Kendall checked the intersection and then pulled out onto a feeder highway and rapidly accelerated toward the freeway. “Yeah, okay.”
Josh continued to stare out the side window with empty eyes. “Dad, what’re we gonna do?”
Kendall glanced over his left shoulder as a gap opened in the line of cars entering the on ramp. He wedged into line and was rewarded with a timid honk. “I’m droppin’ you off at your car, that’s what.” Kendall scowled into his side mirror at the compact red sedan behind him.
Josh found himself suddenly angry – angry about the truck, the traffic, the sunny day, the season, the horrible normalcy of it all. Pain rolled over him in a sudden swell that caught him unprepared and pulled him under.
“No!” he said with a strain to his voice. “Stop it! Stop acting like it’s all fine.” He drilled his father with a look. “You know what I’m talkin’ about! How can you pretend it’s okay? I mean after everything? It’s just not…it’s not…” He choked up and couldn’t continue. Furious with himself, he turned away and viciously punched his door.

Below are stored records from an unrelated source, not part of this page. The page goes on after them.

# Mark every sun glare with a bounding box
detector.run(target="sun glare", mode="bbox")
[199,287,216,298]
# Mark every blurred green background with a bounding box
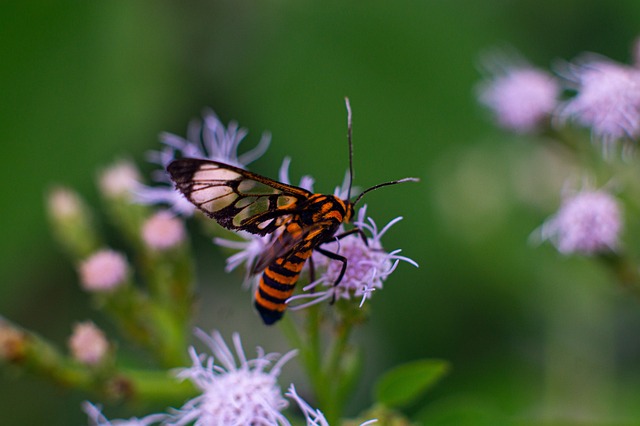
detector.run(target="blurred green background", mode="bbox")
[0,0,640,425]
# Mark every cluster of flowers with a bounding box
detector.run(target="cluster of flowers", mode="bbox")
[83,330,362,426]
[478,42,640,255]
[49,105,417,426]
[135,110,418,310]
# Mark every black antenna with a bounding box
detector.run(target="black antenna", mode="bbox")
[352,178,420,206]
[344,97,353,200]
[344,97,420,206]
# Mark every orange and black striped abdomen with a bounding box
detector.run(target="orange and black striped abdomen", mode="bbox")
[255,194,351,324]
[255,248,313,325]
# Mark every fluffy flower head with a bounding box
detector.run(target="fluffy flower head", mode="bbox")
[289,206,418,309]
[99,161,141,197]
[559,55,640,143]
[478,53,560,133]
[78,250,129,291]
[142,211,186,250]
[168,331,295,426]
[541,186,622,255]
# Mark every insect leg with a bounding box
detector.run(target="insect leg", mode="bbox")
[332,228,369,246]
[316,247,347,304]
[309,256,316,283]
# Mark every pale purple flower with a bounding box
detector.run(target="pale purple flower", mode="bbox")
[78,249,129,292]
[135,110,271,216]
[558,55,640,144]
[289,206,418,309]
[141,210,186,250]
[167,330,296,426]
[540,190,622,255]
[98,160,142,197]
[285,384,378,426]
[82,401,167,426]
[478,55,560,133]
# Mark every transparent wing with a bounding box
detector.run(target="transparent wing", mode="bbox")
[167,158,312,235]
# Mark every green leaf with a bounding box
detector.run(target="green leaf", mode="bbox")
[375,359,449,408]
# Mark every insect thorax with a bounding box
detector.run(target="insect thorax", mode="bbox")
[300,194,351,231]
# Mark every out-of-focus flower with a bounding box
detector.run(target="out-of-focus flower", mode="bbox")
[99,161,142,197]
[478,52,560,133]
[167,330,296,426]
[289,206,418,309]
[78,250,129,292]
[82,401,167,426]
[142,211,186,250]
[135,110,271,216]
[47,187,84,220]
[540,186,622,255]
[69,321,109,365]
[558,54,640,143]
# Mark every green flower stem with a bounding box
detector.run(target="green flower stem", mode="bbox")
[142,244,195,327]
[116,369,198,405]
[0,318,197,404]
[318,321,352,424]
[97,285,187,367]
[281,305,359,424]
[0,319,93,389]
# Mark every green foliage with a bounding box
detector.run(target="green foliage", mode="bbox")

Their black pickup shot up the freeway ramp and merged into the fast moving traffic.
Kendall drove silently for a time and then responded. “Look, we go on. We just go on. It’s not pretending; it’s just what it is. It’s what you do.” He glanced at the back of Josh’s head. “None of us is okay. We just let it hurt, and we go on anyway.”
Josh snapped back, “Well, I’m done hurting. I don’t have anything left. It’s all gone, okay? It’s just one big, empty hole. I don’t feel anything and I don’t care about anything. I’m just…”
“Yeah, yeah, you’re just angry. I know. Kick the chairs, bang the windows, pound the doors; I know.” He held out a clenched fist for inspection. “Check
knuckles sometime. Don’t you think I’ve been there, too?” Kendall sighed. “We’re blood, Josh. We’re built the same way. Be pissed. It’s okay. We’ll get through this; you
get through this. Hear me?”
Staring straight ahead at traffic, Josh said nothing.
Kendall changed lanes and sped around a slow car. “Look, would you stay at the house tonight? There’s beer. I got food. I…I just don’t want you to be alone…pissed or otherwise.” A sweet expression crossed Kendall’s face. “Okay, I guess I don’t want to be alone, either. You know what I mean?”
Josh kept staring ahead but his voice was softer. “Yeah.”
A sea of brake lights suddenly glowed red ahead. Josh blinked and then shot up straight. He braced a hand on the dash. “Hey! Look out!”
Kendall jerked up. “Shit!”
He jammed the brakes and swerved to avoid the green car in front of him. His extended screeching of tires was swallowed by the solid impacts of nearby metal bodies. The green car slammed another vehicle and spun. Kendall skidded and fought the chattering wheel to avoid a pileup. Behind him, the red sedan he’d earlier cut off slapped his rear end and sent them both into sudden fishtails.